Our famous, impoverished hereditary uncle on his stepmother's side, Hilberth von Hinthen. Who doesn't know him, the 17 times married, fearless hunter of lost freedom, the crocodile catcher of Lacoste, the blood brother of Winnetou, the hero, he circumnavigated Heligoland in a dugout canoe - or was it Legoland? -caught the tiger of Eschnapur with his bare hands, and he is even said to have been the first to climb Aunt Bertha von, ah - Dings. Legendary, the man.
He recently celebrated his 95th birthday. Naturally, he dug out old adventures with his relatives, so we gathered around the old, finely dressed warhorse in the wheelchair and were surprised to hear that he was also one of the first windsurfers on the planet. "Yes, that was a long time ago that I invented it and then sold it to that Francis Drake and the Swiss ambassador." - "Aren't you getting things mixed up, Uncle Hilberth?" - "What? Never! I can still remember exactly how we surfed together from island to island in the South Pacific and were hunted by those ravenous monsters off Pitcairn." - "Sharks?"
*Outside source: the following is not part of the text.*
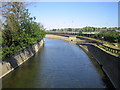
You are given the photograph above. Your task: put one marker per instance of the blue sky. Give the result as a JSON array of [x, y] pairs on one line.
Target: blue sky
[[75, 14]]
"Yes, a current had separated me from the others and the wind had fallen asleep, when suddenly a great white appeared next to me. At least eight metres long. Out of experience, I did nothing at first. But then a second one came along, then another and another. Tiger sharks came, bull sharks and hammerheads. Eventually there were around 200 of these beasts, circling closer and closer to my board. There was no escape. Then they bit chunks out of the board, bared their mighty jaws, and then, then this huge ten-tonne man-eater came straight at me from the front. It came closer and closer, got faster, raised its head, opened its terrible mouth, shot out of the water and ..."
Uncle Hilberth paused, exhausted, but we wanted to know more: "So, Uncle, so?" - "... and I shat in my suit!" - "Understandable, Uncle Hilberth, in that situation with the sharks back then." And the adventurer replied: "No, not then - NOW!"